La crisis de la covid —cuya gestión fue dominada por una política fiscal activa— y la invasión rusa de Ucrania —que insertó la independencia energética y la seguridad nacional en la política económica— dieron el empujón final a la transformación de la política económica. Esta contempla ahora una amplia panoplia de actuaciones —subsidios, sanciones, límites de precios, impuestos específicos, aranceles, restricciones— junto con una política industrial activista, lo que ha denominado Janet Yellen, la secretaria del Tesoro americano, la “nueva política de oferta”. La política económica se supedita a los objetivos de seguridad nacional, como muestran los recientes programas de restricciones de inversión, subsidios, y sanciones en el sector de los semiconductores.

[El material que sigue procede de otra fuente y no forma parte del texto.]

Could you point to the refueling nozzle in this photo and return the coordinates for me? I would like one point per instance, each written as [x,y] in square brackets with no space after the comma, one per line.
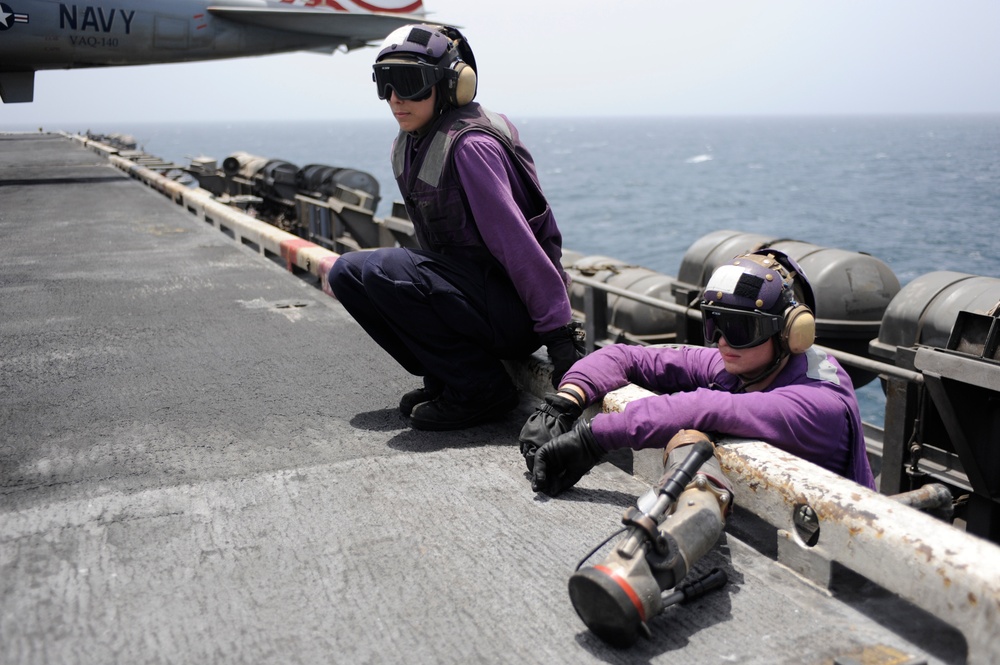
[665,535]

La política económica de los años 1990 era política macroeconómica, enfocada en el crecimiento. La política económica del siglo XXI es política microeconómica, enfocada en la resiliencia. Por un lado, es la evolución lógica: como dicta la regla de Tinbergen, cuando hay múltiples objetivos —crecimiento, desigualdad, cambio climático, independencia energética, seguridad nacional— hacen falta múltiples instrumentos. Por otro lado, crea un contexto de incertidumbre: se van acumulado actuaciones, algunas improvisadas, sin tener la visión global ni, por tanto, entender el efecto conjunto de todas las medidas. Carecemos de una teoría sobre la eficiencia y coste del uso de medidas económicas como instrumento geoestratégico. ¿Es deseable la normalización del uso de aranceles, subsidios, y sanciones? ¿Cuáles son los efectos colaterales y de largo plazo, y cuál es el mecanismo para desmantelarlos? ¿Es más eficiente el uso de sanciones económicas por motivos geoestratégicos que el refuerzo de los instrumentos militares? En Europa, ¿deben diseñarse y financiarse estas medidas a nivel nacional o, preferiblemente, a nivel europeo? Y, sobre todo, ¿cuál es el impacto neto sobre el crecimiento y el bienestar de los ciudadanos?
La nueva política económica la estamos creando día a día, pero tardaremos en entenderla hacia atrás.